John and a half-dozen agents ran out of the control room, John yelling into his comm.





26 FEDERAL PLAZA


NEW YORK CITY


Monday

Agent Gray Wharton brought up a photo on his computer screen from the International Herald Tribune. “This is Sheikh Tamin bin Rashid al Amoudi. He’s oil wealthy and is treated like royalty whenever he visits London, which is often, because he spends lavishly. From what I can find so far, he is what he appears: an aging playboy who’s so rich he has not one but three jets.” Gray flipped to another photo. “On his arm is Lady Pamela Sanderson, daughter of Baron Pembroke. They’re on their way to a tony bash following a movie premiere, the latest James Bond.”

Sherlock studied the sheikh’s self-indulgent face, his dark eyes that saw nothing beyond his own desires. “No, not him, too old, too visible, too—pleased with all his wealth and what it brings him.

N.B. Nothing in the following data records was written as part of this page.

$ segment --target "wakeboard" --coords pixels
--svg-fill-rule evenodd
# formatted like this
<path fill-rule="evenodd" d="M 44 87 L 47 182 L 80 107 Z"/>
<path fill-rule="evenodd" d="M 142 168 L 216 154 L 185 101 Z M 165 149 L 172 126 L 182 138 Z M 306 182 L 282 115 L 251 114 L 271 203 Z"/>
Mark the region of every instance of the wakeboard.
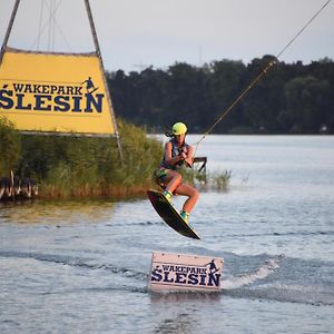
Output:
<path fill-rule="evenodd" d="M 157 190 L 147 190 L 147 196 L 165 223 L 167 223 L 173 229 L 178 232 L 185 237 L 200 239 L 197 233 L 191 228 L 175 207 L 168 202 L 168 199 Z"/>

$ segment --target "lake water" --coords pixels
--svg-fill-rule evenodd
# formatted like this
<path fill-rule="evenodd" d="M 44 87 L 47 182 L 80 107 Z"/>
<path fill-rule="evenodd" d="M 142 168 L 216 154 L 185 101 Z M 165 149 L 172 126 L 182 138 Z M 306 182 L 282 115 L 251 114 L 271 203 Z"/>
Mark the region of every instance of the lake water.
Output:
<path fill-rule="evenodd" d="M 197 156 L 232 171 L 191 214 L 202 240 L 146 198 L 2 204 L 0 333 L 333 333 L 334 137 L 208 136 Z M 222 292 L 149 292 L 153 250 L 223 257 Z"/>

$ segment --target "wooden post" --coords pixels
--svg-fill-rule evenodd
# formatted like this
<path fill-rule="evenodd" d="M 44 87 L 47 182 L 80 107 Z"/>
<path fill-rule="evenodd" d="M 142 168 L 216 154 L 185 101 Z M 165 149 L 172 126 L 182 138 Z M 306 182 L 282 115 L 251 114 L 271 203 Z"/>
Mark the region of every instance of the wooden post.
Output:
<path fill-rule="evenodd" d="M 2 47 L 1 47 L 0 66 L 2 63 L 3 53 L 4 53 L 4 50 L 6 50 L 7 45 L 8 45 L 9 36 L 10 36 L 12 24 L 13 24 L 13 21 L 16 19 L 17 12 L 18 12 L 19 4 L 20 4 L 20 0 L 17 0 L 16 3 L 14 3 L 14 7 L 12 9 L 12 12 L 11 12 L 11 17 L 10 17 L 10 20 L 9 20 L 9 23 L 8 23 L 8 27 L 7 27 L 7 31 L 6 31 L 6 36 L 4 36 L 4 39 L 3 39 L 3 43 L 2 43 Z"/>
<path fill-rule="evenodd" d="M 121 146 L 120 146 L 120 138 L 119 138 L 119 134 L 118 134 L 118 129 L 117 129 L 116 118 L 115 118 L 115 115 L 114 115 L 111 97 L 110 97 L 110 94 L 109 94 L 109 88 L 108 88 L 108 84 L 107 84 L 106 76 L 105 76 L 104 61 L 102 61 L 102 58 L 101 58 L 100 46 L 99 46 L 96 29 L 95 29 L 95 24 L 94 24 L 94 19 L 92 19 L 92 14 L 91 14 L 89 0 L 85 0 L 85 4 L 86 4 L 87 16 L 88 16 L 89 24 L 90 24 L 90 31 L 91 31 L 92 39 L 94 39 L 95 50 L 96 50 L 96 53 L 97 53 L 97 56 L 100 60 L 100 68 L 101 68 L 101 72 L 102 72 L 104 84 L 105 84 L 105 87 L 106 87 L 107 99 L 108 99 L 108 102 L 109 102 L 109 106 L 110 106 L 111 119 L 112 119 L 114 128 L 115 128 L 115 132 L 116 132 L 116 140 L 117 140 L 119 158 L 120 158 L 120 161 L 121 161 L 121 165 L 122 165 L 124 164 L 124 155 L 122 155 L 122 150 L 121 150 Z"/>

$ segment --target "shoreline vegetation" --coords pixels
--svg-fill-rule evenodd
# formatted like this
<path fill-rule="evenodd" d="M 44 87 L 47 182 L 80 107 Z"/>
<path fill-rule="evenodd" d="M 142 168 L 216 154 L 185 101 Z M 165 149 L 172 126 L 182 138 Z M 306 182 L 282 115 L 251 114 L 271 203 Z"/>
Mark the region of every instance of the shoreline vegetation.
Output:
<path fill-rule="evenodd" d="M 148 188 L 157 188 L 151 176 L 163 144 L 143 127 L 124 119 L 117 122 L 124 164 L 115 138 L 22 135 L 0 118 L 0 176 L 12 170 L 19 178 L 33 180 L 43 199 L 144 196 Z M 207 188 L 207 179 L 196 170 L 185 171 L 184 177 Z M 227 171 L 210 176 L 213 187 L 226 190 L 229 177 Z"/>

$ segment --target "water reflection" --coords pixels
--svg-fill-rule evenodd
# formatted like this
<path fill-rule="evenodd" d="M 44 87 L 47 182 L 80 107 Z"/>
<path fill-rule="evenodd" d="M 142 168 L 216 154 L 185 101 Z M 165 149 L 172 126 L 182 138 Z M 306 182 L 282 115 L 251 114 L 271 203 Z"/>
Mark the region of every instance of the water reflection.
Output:
<path fill-rule="evenodd" d="M 0 224 L 98 223 L 110 219 L 111 200 L 24 200 L 0 204 Z"/>

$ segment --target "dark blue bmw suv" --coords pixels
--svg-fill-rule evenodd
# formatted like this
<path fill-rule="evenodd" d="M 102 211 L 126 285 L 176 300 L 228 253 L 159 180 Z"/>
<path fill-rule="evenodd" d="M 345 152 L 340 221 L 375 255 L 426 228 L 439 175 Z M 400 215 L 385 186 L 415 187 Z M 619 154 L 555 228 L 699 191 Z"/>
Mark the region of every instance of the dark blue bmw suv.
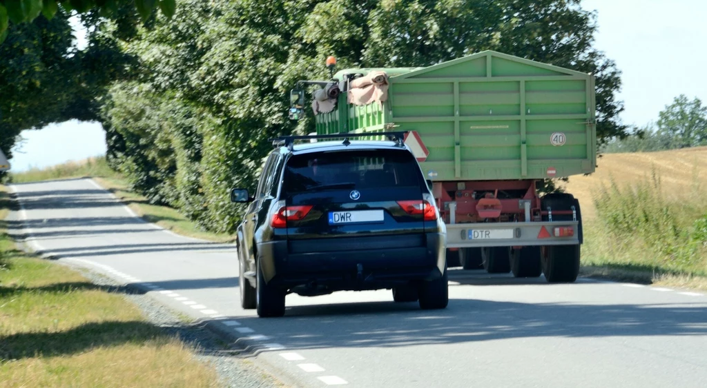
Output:
<path fill-rule="evenodd" d="M 447 307 L 445 228 L 429 185 L 404 133 L 376 135 L 389 140 L 279 138 L 255 195 L 231 191 L 250 203 L 236 242 L 244 308 L 281 316 L 290 293 L 382 289 Z"/>

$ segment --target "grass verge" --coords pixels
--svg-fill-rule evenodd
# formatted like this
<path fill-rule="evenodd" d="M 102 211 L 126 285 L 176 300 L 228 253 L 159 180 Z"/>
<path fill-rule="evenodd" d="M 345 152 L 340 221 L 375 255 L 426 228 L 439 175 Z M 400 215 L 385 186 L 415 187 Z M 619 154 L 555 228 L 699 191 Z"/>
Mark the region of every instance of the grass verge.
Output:
<path fill-rule="evenodd" d="M 10 201 L 0 186 L 0 219 Z M 214 387 L 122 290 L 16 248 L 0 222 L 0 387 Z"/>
<path fill-rule="evenodd" d="M 127 181 L 119 172 L 110 169 L 105 157 L 90 158 L 79 162 L 72 162 L 47 169 L 35 169 L 26 172 L 13 174 L 11 177 L 12 182 L 16 183 L 91 177 L 148 222 L 157 224 L 182 236 L 218 243 L 235 241 L 234 237 L 229 234 L 204 231 L 176 209 L 151 204 L 147 198 L 130 191 Z"/>
<path fill-rule="evenodd" d="M 707 289 L 707 199 L 692 190 L 665 195 L 660 174 L 631 184 L 612 179 L 594 193 L 585 223 L 583 274 Z"/>

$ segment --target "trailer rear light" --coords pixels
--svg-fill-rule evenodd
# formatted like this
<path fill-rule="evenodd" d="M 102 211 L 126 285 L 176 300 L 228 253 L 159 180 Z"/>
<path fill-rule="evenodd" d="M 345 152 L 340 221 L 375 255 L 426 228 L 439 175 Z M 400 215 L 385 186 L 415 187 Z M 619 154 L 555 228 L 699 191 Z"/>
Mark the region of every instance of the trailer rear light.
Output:
<path fill-rule="evenodd" d="M 415 200 L 397 201 L 397 203 L 409 214 L 422 214 L 423 219 L 425 221 L 434 221 L 437 219 L 437 209 L 429 201 Z"/>
<path fill-rule="evenodd" d="M 559 226 L 555 228 L 555 237 L 572 237 L 574 236 L 574 228 L 572 226 Z"/>
<path fill-rule="evenodd" d="M 307 217 L 312 207 L 311 205 L 282 206 L 272 214 L 270 226 L 273 228 L 286 228 L 288 221 L 301 221 Z"/>

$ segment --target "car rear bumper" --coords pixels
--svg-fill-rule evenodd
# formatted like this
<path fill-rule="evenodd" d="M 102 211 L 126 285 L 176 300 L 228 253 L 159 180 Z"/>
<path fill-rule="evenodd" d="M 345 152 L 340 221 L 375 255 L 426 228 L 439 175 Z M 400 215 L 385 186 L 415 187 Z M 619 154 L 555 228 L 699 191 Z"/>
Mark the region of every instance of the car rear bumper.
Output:
<path fill-rule="evenodd" d="M 259 244 L 258 260 L 265 281 L 283 289 L 380 289 L 438 279 L 445 243 L 440 233 L 271 241 Z"/>

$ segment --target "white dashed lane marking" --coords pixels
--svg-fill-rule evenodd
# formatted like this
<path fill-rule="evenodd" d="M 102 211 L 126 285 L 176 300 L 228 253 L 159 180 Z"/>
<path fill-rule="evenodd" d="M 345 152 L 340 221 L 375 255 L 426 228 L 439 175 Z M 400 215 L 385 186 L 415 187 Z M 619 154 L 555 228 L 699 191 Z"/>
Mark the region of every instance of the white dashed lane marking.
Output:
<path fill-rule="evenodd" d="M 339 376 L 320 376 L 317 378 L 324 382 L 327 385 L 344 385 L 344 384 L 349 384 L 349 382 Z"/>
<path fill-rule="evenodd" d="M 300 360 L 305 359 L 305 358 L 298 353 L 281 353 L 280 357 L 282 357 L 288 361 L 298 361 Z"/>
<path fill-rule="evenodd" d="M 324 372 L 325 369 L 317 364 L 297 364 L 305 372 Z"/>

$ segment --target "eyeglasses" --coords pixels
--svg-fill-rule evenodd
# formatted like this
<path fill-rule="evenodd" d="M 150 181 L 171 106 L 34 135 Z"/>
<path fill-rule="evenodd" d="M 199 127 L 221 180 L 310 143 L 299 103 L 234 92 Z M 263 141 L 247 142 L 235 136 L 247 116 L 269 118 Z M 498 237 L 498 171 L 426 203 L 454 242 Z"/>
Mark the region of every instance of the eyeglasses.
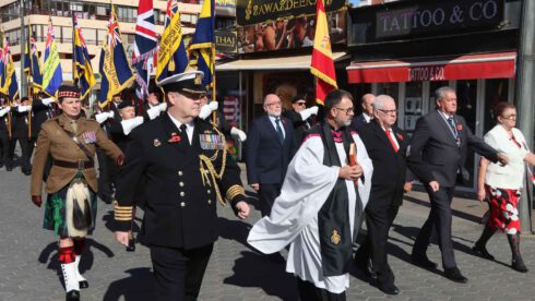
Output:
<path fill-rule="evenodd" d="M 344 111 L 346 115 L 350 115 L 355 110 L 355 108 L 353 108 L 353 107 L 347 108 L 347 109 L 342 109 L 342 108 L 334 108 L 334 109 Z"/>
<path fill-rule="evenodd" d="M 382 111 L 383 113 L 397 113 L 397 110 L 383 110 L 383 109 L 377 109 L 378 111 Z"/>
<path fill-rule="evenodd" d="M 282 103 L 281 101 L 275 101 L 275 103 L 271 103 L 271 104 L 265 104 L 265 106 L 268 107 L 271 107 L 271 106 L 281 106 Z"/>

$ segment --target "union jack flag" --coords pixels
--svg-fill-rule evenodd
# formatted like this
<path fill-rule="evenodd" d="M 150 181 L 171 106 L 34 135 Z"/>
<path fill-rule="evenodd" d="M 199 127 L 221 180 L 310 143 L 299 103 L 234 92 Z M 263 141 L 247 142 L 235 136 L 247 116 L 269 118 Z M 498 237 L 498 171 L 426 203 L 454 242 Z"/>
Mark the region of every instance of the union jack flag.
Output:
<path fill-rule="evenodd" d="M 156 26 L 154 26 L 153 0 L 140 0 L 132 57 L 133 68 L 136 71 L 135 82 L 138 83 L 135 94 L 140 99 L 147 95 L 148 80 L 154 71 L 156 51 L 157 33 Z"/>

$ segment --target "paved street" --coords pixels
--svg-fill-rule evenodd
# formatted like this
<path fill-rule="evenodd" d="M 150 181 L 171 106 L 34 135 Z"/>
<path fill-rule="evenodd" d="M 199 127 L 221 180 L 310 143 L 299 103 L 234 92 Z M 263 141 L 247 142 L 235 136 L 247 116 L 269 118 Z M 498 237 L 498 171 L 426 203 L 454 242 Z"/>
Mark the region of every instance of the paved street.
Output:
<path fill-rule="evenodd" d="M 63 300 L 58 273 L 56 238 L 41 229 L 43 208 L 35 207 L 28 195 L 29 178 L 20 168 L 8 173 L 0 169 L 0 300 Z M 390 239 L 390 264 L 402 290 L 387 297 L 368 285 L 361 274 L 352 273 L 348 300 L 533 300 L 535 296 L 535 241 L 525 238 L 522 251 L 528 274 L 509 267 L 507 239 L 498 234 L 489 251 L 497 261 L 473 256 L 469 248 L 480 233 L 478 225 L 484 207 L 478 202 L 455 198 L 453 234 L 459 266 L 469 279 L 466 285 L 447 280 L 441 272 L 428 272 L 409 263 L 414 237 L 429 212 L 424 194 L 411 193 L 394 221 Z M 251 198 L 254 205 L 254 200 Z M 253 212 L 247 221 L 237 220 L 228 207 L 219 208 L 221 239 L 215 244 L 201 300 L 296 300 L 296 281 L 284 272 L 284 262 L 266 258 L 246 244 Z M 153 279 L 147 249 L 138 244 L 127 253 L 115 242 L 109 230 L 111 205 L 99 202 L 97 229 L 88 239 L 82 269 L 90 288 L 83 300 L 154 300 Z M 429 256 L 440 262 L 438 246 Z"/>

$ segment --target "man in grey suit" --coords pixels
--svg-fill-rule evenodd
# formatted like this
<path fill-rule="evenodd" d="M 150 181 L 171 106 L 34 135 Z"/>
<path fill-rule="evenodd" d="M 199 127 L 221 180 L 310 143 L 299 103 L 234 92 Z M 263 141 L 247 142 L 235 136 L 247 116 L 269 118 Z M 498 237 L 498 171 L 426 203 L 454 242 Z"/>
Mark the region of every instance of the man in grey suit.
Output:
<path fill-rule="evenodd" d="M 431 210 L 414 243 L 413 262 L 426 268 L 436 268 L 437 264 L 427 257 L 427 246 L 435 227 L 439 246 L 442 252 L 444 275 L 450 280 L 466 282 L 459 270 L 451 239 L 451 201 L 455 189 L 455 179 L 466 161 L 467 148 L 486 157 L 492 162 L 506 165 L 504 154 L 487 145 L 482 139 L 474 136 L 463 117 L 455 115 L 457 99 L 455 91 L 441 87 L 435 92 L 437 110 L 421 117 L 411 141 L 408 162 L 419 162 L 420 168 L 431 171 L 440 189 L 432 191 L 426 188 L 431 202 Z M 419 174 L 419 172 L 415 172 Z"/>
<path fill-rule="evenodd" d="M 376 96 L 373 94 L 365 94 L 360 98 L 360 107 L 362 108 L 362 113 L 355 116 L 349 125 L 352 130 L 359 131 L 361 127 L 368 124 L 370 120 L 373 119 L 373 101 L 376 101 Z"/>

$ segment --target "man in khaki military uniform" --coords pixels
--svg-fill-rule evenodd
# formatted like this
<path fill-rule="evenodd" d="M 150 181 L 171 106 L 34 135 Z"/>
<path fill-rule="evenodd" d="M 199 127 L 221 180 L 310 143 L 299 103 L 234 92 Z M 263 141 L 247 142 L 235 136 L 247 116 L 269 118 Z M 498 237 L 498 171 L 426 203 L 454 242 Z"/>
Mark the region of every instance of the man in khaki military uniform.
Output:
<path fill-rule="evenodd" d="M 45 186 L 48 197 L 44 228 L 60 237 L 59 261 L 67 300 L 80 300 L 80 288 L 88 284 L 78 266 L 85 236 L 92 232 L 96 219 L 96 146 L 118 165 L 122 164 L 123 155 L 96 121 L 80 117 L 82 105 L 78 87 L 60 86 L 58 100 L 63 113 L 43 123 L 37 137 L 31 194 L 32 202 L 40 207 L 43 174 L 51 156 L 52 168 Z"/>

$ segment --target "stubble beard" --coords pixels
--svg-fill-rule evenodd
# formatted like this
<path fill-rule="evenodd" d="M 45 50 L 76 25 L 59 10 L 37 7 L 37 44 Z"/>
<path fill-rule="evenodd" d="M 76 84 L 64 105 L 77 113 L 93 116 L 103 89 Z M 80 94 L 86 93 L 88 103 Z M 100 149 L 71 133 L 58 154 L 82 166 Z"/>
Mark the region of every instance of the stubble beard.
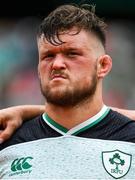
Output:
<path fill-rule="evenodd" d="M 53 92 L 49 87 L 43 88 L 41 82 L 40 87 L 41 92 L 48 103 L 60 107 L 73 107 L 93 98 L 97 87 L 97 76 L 95 73 L 91 82 L 83 88 L 77 86 L 71 90 L 67 87 L 64 90 Z"/>

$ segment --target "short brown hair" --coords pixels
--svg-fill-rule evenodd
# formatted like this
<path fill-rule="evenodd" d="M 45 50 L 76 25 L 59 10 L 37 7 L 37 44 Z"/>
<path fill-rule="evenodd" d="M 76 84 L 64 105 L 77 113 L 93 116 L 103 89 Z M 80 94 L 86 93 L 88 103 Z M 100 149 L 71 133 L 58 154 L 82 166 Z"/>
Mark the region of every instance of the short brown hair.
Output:
<path fill-rule="evenodd" d="M 40 24 L 38 37 L 44 35 L 46 40 L 54 45 L 63 43 L 59 33 L 77 27 L 77 33 L 81 29 L 93 32 L 105 47 L 106 24 L 95 14 L 95 6 L 62 5 L 52 11 Z"/>

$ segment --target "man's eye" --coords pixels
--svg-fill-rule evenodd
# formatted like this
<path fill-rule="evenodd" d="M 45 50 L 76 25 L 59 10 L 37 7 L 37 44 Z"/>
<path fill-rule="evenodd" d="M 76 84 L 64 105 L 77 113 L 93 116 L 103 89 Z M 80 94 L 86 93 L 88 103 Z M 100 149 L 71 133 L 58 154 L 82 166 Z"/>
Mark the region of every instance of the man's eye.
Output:
<path fill-rule="evenodd" d="M 47 54 L 47 55 L 44 56 L 44 59 L 45 59 L 45 60 L 49 60 L 49 59 L 51 59 L 51 58 L 53 58 L 53 57 L 54 57 L 53 54 Z"/>

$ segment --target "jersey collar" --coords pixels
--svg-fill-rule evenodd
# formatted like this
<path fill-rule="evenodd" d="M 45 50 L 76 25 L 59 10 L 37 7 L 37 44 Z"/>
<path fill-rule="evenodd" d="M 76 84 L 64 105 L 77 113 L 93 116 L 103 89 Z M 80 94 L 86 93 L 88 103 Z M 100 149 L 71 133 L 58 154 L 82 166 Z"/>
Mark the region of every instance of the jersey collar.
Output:
<path fill-rule="evenodd" d="M 51 119 L 47 113 L 44 113 L 42 115 L 43 120 L 55 131 L 59 132 L 62 135 L 77 135 L 80 132 L 85 131 L 88 128 L 93 127 L 94 125 L 96 125 L 97 123 L 99 123 L 100 121 L 102 121 L 102 119 L 109 113 L 110 109 L 104 105 L 102 107 L 102 109 L 93 117 L 89 118 L 88 120 L 82 122 L 81 124 L 78 124 L 77 126 L 71 128 L 71 129 L 67 129 L 65 127 L 63 127 L 62 125 L 58 124 L 57 122 L 55 122 L 53 119 Z"/>

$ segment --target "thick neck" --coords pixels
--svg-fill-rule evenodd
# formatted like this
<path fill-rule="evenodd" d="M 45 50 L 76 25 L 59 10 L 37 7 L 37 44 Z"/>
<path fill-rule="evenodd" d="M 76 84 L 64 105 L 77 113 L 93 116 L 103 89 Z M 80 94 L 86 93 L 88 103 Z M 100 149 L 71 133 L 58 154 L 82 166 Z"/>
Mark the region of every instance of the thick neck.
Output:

What does he do with three jets?”

“Doesn’t say, but he’s got a good-sized family. I suppose you have to keep your relatives traveling happy.” Gray brought up the next picture, pointed to the man. “Here’s a British Muslim, Dr. Abbas Ghanbari, a professor at the University of Saint Andrews. The lady with him is the daughter of Viscount Pleasance. Look at him—stoop-shouldered, glasses, thinning hair, old. He looks too settled and content, doesn’t really fit the bill.”